Corrigan seems to be a real asset. A steely, steady, no-nonsense hand working among drug development, science and regulatory affairs can't hurt.

* (At dinner with friends last night, there was a heated discussion about our system of meting out medical care: those who can afford it do quite nicely (availing themselves of the benefits of arguably the most cutting edge bio-medical sector in the world) vs. the inequitable distribution of care to the rest of us. Our hosts: the husband's mother, who has outlived the "system's" willingness to fund hospitalization for advanced Parkinson's (she has survived a good year beyond the programmed end point) and the wife's niece, who is being refused care for autism and other conditions on the basis that the therapies proposed are "experimental". My wife works for an HMO--she was, of course, empathetic, but also observed that she is privy to impassioned screaming matches between CMO's and assistant CMO's and nurses who argue impassionedly about whether a given treatment is justified or should be withheld. I chimed in with the conundrum between the insane costs of some treatments (especially oncological) vs. the absence of incentivation that would result if pharma and BT could not recover (and then some) their sunk costs in successful therapeutics as well as those that never reach application status. Will we reach the point of caps on gross margin?

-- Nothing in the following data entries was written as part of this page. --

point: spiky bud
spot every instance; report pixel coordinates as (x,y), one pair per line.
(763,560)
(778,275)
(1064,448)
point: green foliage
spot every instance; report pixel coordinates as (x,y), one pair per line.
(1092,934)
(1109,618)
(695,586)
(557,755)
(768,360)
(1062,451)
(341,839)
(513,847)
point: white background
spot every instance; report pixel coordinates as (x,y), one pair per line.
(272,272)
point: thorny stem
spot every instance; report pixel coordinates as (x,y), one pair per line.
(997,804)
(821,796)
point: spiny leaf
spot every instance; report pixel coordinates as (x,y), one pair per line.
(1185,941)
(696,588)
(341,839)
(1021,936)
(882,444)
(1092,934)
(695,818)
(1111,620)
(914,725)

As we boomers absorb more and more of the care, and account for more and more of the expense, of our health care system, can real reform be too far off? Not in this administration, but somewhere down the line.

In this sense, since SEPR is not, by and large, seeking marketing approval or R&D in critical care products, does that confer an advantage? Recall the discussion on this board regarding the allergy treatments, OTC and prescription.

quid

Peter--re ENRN--what made the "toxic convert" analogs so insidious was that they worked their magical value destroying magic from afar, through undisclosed spv's whose capitalization and transactions values were premised on the value of ENRN stock. I hope to see Skilling trudge down his own, personal Calvary.